The energetic cost of allostasis and allostatic load.

Chronic psychosocial stress increases disease risk and mortality, but the underlying mechanisms remain largely unclear. Here we outline an energy-based model for the transduction of chronic stress into disease over time. The energetic model of allostatic load (EMAL) emphasizes the energetic cost of allostasis and allostatic load, where the “load” is the additional energetic burden required to support allostasis and stress-induced energy needs. Living organisms have a limited capacity to consume energy. Overconsumption of energy by allostatic brain-body processes leads to hypermetabolism, defined as excess energy expenditure above the organism’s optimum. In turn, hypermetabolism accelerates physiological decline in cells, laboratory animals, and humans, and may drive biological aging. Therefore, we propose that the transition from adaptive allostasis to maladaptive allostatic states, allostatic load, and allostatic overload arises when the added energetic cost of stress competes with longevity-promoting growth, maintenance, and repair. Mechanistically, the energetic restriction of growth, maintenance and repair processes leads to the progressive wear-and-tear of molecular and organ systems. The proposed model makes testable predictions around the physiological, cellular, and sub-cellular energetic mechanisms that transduce chronic stress into disease risk and mortality. We also highlight new avenues to quantify allostatic load and its link to health across the lifespan, via the integration of systemic and cellular energy expenditure measurements together with classic allostatic load biomarkers.

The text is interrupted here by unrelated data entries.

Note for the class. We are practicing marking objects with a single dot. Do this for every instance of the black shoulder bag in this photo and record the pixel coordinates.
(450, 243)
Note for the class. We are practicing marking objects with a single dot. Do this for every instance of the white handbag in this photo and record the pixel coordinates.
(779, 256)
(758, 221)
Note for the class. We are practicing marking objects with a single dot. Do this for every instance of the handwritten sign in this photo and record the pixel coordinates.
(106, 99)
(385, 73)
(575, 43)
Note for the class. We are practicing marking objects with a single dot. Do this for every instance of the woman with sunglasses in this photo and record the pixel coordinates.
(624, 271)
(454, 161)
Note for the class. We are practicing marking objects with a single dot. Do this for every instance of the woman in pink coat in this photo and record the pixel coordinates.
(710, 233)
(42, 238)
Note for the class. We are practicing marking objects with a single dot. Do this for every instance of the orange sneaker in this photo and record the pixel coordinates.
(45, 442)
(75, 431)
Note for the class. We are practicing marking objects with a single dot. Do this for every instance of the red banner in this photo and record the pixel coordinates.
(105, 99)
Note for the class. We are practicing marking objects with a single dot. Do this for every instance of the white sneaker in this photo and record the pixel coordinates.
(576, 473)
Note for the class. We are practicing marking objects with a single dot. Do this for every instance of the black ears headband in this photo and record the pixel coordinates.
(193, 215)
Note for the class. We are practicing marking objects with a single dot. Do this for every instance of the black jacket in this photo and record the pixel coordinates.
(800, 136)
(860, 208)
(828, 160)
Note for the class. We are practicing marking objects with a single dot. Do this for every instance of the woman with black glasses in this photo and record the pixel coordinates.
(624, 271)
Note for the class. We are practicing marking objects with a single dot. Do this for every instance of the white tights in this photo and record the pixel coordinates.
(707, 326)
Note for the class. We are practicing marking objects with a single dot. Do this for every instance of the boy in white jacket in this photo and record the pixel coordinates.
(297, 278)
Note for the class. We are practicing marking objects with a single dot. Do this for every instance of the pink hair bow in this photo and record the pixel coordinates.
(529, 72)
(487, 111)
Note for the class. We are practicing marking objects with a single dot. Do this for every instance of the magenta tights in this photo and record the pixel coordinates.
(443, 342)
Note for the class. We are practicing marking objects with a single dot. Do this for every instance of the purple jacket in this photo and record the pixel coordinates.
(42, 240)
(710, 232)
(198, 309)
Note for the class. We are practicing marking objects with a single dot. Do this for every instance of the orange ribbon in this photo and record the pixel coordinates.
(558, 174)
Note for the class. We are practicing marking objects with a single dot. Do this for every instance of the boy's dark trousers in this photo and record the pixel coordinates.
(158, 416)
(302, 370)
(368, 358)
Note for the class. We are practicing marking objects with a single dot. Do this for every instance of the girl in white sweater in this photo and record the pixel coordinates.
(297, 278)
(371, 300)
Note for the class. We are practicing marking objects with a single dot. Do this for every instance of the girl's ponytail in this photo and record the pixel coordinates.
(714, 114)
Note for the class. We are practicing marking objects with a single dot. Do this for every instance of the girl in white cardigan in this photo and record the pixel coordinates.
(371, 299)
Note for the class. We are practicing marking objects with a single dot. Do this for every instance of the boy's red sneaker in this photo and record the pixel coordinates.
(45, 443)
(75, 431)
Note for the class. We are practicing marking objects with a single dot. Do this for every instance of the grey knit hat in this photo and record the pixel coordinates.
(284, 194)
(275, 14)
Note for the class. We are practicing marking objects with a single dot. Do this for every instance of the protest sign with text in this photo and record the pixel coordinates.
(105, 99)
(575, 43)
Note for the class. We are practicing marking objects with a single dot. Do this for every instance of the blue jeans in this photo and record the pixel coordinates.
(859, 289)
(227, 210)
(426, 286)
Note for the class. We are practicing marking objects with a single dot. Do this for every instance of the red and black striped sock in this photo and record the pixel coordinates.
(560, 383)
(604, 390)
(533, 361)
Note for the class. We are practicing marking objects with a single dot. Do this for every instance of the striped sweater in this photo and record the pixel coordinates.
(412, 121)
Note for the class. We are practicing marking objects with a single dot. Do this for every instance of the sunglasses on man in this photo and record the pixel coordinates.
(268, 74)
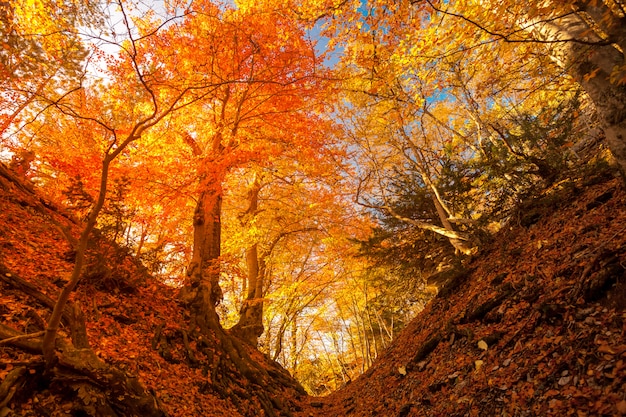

慢性心理社会应激会增加疾病风险和死亡率，但其潜在机制在很大程度上仍不明确。在此，我们概述了一个基于能量的模型，用于解释慢性应激如何随时间推移转化为疾病。稳态负荷的能量模型（EMAL）强调了稳态和稳态负荷的能量成本，其中“负荷”是支持稳态和应激诱导的能量需求所需的额外能量负担。生物体消耗能量的能力是有限的。稳态的脑 - 体过程过度消耗能量会导致代谢亢进，即超出生物体最佳状态的能量消耗过剩。反过来，代谢亢进会加速细胞、实验动物和人类的生理衰退，并可能推动生物衰老。因此，我们提出，当应激的额外能量成本与促进长寿的生长、维持和修复过程相互竞争时，就会出现从适应性稳态到适应不良的稳态、稳态负荷以及稳态超负荷的转变。从机制上讲，生长、维持和修复过程的能量受限会导致分子和器官系统的渐进性损耗。所提出的模型围绕将慢性应激转化为疾病风险和死亡率的生理、细胞和亚细胞能量机制做出了可检验的预测。我们还强调了通过整合全身和细胞能量消耗测量以及经典的稳态负荷生物标志物，在整个生命周期中量化稳态负荷及其与健康的联系的新途径。